Philip-Lorca diCorcia, Heads: American photographer Philip-Lorca diCorcia also intended to make an artwork that offered an intimate look at New York City’s collective identity. This work, entitled Heads, was exhibited in September 2001 (it opened one week before the tragic events of 9/11 in New York City), and was concurrently published in a book. The significance of diCorcia’s Heads is the exploration of what the camera reveals through ‘the gaze’ and how that gaze can evoke meaning through portraiture. With the camera positioned at a distance of 20 feet, and a flash and a trigger set up on the scaffolding of the streets of New York’s Times Square, the subjects of Heads were photographed unawares. The images in the series are all photographic portraits — close-up, intimate, captured moments of anonymous subjects. The use of a telephoto lens and flash bring the subject(s) out from the background, effectively framing images that offer no specificity of location, thereby focusing the viewer’s gaze onto the subjects’ gaze and pose.
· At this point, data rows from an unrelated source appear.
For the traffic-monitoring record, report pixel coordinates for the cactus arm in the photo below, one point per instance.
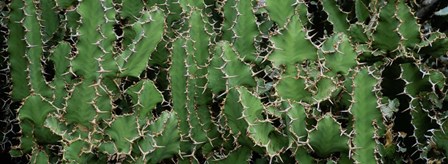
(61, 63)
(362, 10)
(328, 131)
(408, 28)
(146, 42)
(291, 46)
(178, 81)
(344, 57)
(245, 31)
(215, 70)
(34, 49)
(239, 155)
(202, 128)
(32, 121)
(91, 17)
(365, 113)
(123, 131)
(385, 36)
(145, 97)
(49, 19)
(440, 137)
(280, 11)
(165, 136)
(337, 17)
(108, 66)
(259, 130)
(79, 110)
(131, 10)
(39, 156)
(16, 49)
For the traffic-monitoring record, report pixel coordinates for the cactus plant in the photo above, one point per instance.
(225, 81)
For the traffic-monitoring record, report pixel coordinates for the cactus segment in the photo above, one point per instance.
(362, 10)
(365, 114)
(32, 121)
(85, 63)
(409, 30)
(344, 59)
(385, 36)
(130, 10)
(123, 131)
(223, 81)
(337, 17)
(226, 65)
(238, 155)
(61, 64)
(161, 139)
(39, 156)
(245, 31)
(297, 123)
(28, 112)
(328, 131)
(50, 19)
(178, 81)
(259, 130)
(34, 49)
(79, 109)
(16, 49)
(145, 97)
(148, 36)
(292, 46)
(440, 138)
(280, 11)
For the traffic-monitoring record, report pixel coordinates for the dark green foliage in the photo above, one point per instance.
(226, 81)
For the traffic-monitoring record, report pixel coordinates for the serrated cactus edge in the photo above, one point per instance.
(223, 81)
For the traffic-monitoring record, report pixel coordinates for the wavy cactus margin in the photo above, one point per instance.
(224, 81)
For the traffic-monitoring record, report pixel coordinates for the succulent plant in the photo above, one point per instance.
(223, 81)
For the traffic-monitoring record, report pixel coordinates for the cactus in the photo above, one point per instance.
(230, 81)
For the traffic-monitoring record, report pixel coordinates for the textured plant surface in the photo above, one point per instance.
(224, 81)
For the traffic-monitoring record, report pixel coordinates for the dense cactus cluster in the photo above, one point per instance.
(223, 81)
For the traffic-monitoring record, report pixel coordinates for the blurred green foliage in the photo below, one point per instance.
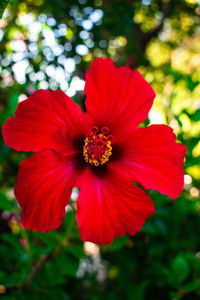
(48, 44)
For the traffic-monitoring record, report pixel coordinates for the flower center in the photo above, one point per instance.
(97, 147)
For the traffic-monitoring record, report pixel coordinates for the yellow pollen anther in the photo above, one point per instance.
(97, 147)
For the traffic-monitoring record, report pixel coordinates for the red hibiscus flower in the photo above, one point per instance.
(102, 151)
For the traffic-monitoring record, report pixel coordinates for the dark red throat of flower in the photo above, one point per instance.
(97, 147)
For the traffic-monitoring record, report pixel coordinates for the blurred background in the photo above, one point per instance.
(50, 45)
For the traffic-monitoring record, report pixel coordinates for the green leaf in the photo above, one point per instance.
(5, 203)
(180, 268)
(3, 5)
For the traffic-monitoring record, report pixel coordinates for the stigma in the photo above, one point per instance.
(97, 148)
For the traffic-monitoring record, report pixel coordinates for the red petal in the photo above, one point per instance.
(45, 120)
(116, 97)
(107, 208)
(43, 189)
(152, 157)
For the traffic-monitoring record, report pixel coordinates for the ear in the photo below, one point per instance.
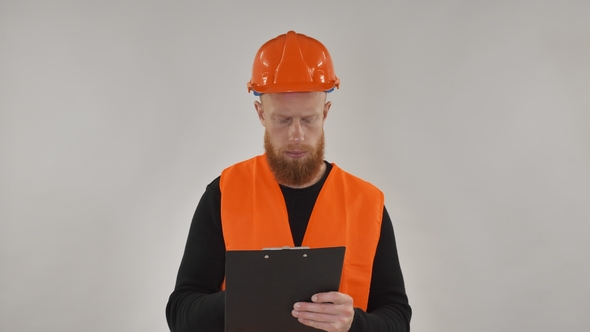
(327, 106)
(259, 111)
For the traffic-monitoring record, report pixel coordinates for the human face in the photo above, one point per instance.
(294, 135)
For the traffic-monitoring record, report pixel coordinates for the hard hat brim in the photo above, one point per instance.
(293, 87)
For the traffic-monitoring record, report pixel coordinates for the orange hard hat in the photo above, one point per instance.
(292, 62)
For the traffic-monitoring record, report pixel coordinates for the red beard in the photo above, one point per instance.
(294, 172)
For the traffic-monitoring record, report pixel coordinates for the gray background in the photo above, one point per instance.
(472, 117)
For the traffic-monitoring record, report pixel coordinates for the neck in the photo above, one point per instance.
(313, 181)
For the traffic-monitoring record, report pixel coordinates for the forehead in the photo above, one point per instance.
(294, 102)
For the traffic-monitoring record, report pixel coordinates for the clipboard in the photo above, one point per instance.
(261, 286)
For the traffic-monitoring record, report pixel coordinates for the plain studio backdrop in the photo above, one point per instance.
(471, 116)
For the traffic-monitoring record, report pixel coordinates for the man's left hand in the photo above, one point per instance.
(331, 311)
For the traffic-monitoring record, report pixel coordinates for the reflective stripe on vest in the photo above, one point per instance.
(348, 212)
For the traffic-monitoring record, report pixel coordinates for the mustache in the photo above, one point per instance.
(297, 147)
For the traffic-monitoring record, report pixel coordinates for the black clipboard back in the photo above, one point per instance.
(262, 285)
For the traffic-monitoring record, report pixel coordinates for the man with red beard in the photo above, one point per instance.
(290, 196)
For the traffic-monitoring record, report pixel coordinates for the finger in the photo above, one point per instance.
(331, 297)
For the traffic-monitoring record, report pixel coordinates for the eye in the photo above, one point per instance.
(308, 120)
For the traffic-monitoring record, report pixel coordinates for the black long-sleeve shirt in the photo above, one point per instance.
(197, 303)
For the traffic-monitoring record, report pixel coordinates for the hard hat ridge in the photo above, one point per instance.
(292, 62)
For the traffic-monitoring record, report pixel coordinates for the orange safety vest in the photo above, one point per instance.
(348, 212)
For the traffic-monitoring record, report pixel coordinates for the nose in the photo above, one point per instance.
(296, 132)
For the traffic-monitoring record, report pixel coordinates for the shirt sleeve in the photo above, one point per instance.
(388, 308)
(197, 302)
diCorcia’s portraits are reminiscent of techniques used by seventeenth-century artists, where the communication of a private, inward state of a subject is suggested through the manipulation of gesture and form, light and shade. With the employment of strongly lit, bold archetypical faces measured against dark, indistinct backgrounds, diCorcia draws on these conventions. The engagement of such effects, or photographic tropes, directs the viewer’s gaze, leaving she or he with the sensation of being caught looking deep within the subject’s inner thoughts.
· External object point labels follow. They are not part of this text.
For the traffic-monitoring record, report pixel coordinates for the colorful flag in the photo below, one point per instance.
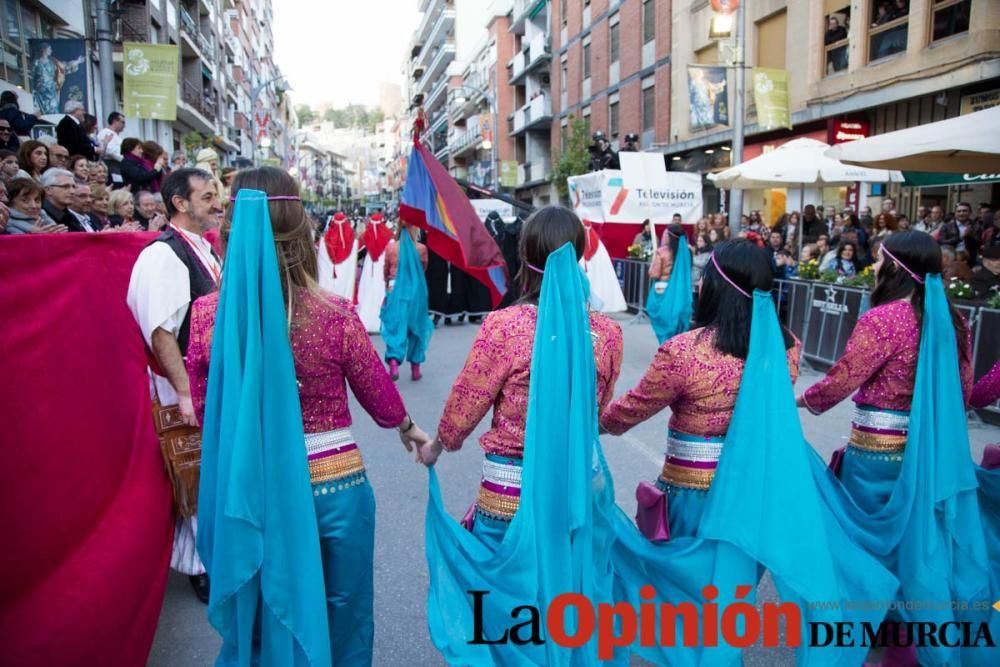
(707, 96)
(150, 80)
(433, 201)
(770, 96)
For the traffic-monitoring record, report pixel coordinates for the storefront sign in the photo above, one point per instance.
(842, 131)
(770, 94)
(980, 101)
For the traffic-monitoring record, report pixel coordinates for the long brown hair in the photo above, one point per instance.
(293, 232)
(547, 230)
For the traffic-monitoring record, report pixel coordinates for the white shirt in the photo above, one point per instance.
(159, 295)
(112, 142)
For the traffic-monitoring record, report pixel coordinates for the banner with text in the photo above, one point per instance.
(770, 96)
(707, 96)
(58, 73)
(150, 81)
(603, 197)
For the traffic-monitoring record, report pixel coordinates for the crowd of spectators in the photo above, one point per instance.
(82, 179)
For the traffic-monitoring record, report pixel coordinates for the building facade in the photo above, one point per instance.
(229, 90)
(856, 68)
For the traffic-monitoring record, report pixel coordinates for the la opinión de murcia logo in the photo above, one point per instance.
(739, 624)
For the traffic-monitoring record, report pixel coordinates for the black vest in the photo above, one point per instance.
(200, 279)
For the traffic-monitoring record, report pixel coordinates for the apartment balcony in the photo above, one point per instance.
(535, 115)
(195, 108)
(534, 56)
(436, 96)
(465, 141)
(438, 66)
(523, 11)
(534, 173)
(439, 34)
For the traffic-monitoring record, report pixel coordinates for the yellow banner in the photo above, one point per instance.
(150, 73)
(770, 96)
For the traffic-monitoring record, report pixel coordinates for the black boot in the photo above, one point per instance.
(199, 582)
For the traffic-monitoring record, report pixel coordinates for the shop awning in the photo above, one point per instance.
(929, 178)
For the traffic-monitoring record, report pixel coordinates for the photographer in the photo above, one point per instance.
(601, 155)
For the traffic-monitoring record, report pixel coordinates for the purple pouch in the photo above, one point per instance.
(470, 518)
(837, 460)
(991, 457)
(651, 512)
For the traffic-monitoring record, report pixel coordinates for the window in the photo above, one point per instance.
(614, 43)
(648, 21)
(951, 17)
(771, 38)
(835, 39)
(648, 109)
(889, 24)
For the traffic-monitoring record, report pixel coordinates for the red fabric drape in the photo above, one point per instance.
(86, 511)
(376, 238)
(339, 241)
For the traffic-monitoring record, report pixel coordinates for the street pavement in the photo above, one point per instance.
(185, 639)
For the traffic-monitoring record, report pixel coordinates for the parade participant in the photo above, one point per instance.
(173, 271)
(371, 286)
(338, 258)
(709, 519)
(605, 290)
(907, 467)
(540, 526)
(294, 584)
(497, 372)
(406, 325)
(669, 302)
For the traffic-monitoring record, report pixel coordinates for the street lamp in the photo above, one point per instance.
(253, 113)
(490, 145)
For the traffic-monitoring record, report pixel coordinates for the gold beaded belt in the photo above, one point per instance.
(880, 431)
(691, 460)
(332, 455)
(500, 489)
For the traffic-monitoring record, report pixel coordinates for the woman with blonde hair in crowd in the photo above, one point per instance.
(121, 211)
(33, 156)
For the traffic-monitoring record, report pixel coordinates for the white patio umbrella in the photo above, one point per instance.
(965, 144)
(800, 162)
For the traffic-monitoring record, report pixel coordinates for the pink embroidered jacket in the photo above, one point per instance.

Rineke Dijkstra, Beach Portraits: Beach Portraits (1992–2002), a series of full-length color photographs of teenagers and children photographed at the ocean’s edge in the United States, Poland, Britain, Ukraine, Gabon, and Croatia, is just one example of Rineke Dijkstra’s photographic portrait work. In this series, as in the majority of her photographs, Dijkstra draws on a standardised, formal aesthetic to directly address individual identity. Without instructing her subjects on how to stand, or sit, or where to look, Dijkstra’s placement of the camera directly in front of her subject(s) is deliberate. Through a direct lens perspective, Dijkstra allows her sitters the power of the gaze: each subject is given the opportunity to gaze back at the viewer and acknowledge that their image is there to be examined. Her photographic portraits are honest, bold, and dynamic. Rineke Dijkstra’s photographs summon the viewer’s attention — forcing us to look, to examine, to decipher, an individual’s identity.
1. Jeff L. Rosenheim, afterword to Walker Evans, Many Are Called, with an introduction by James Agee, foreword by Luc Sante, and afterword by Jeff L. Rosenheim (New Haven and London: Yale University Press in Association with The Metropolitan Museum of Art, 2004), 198.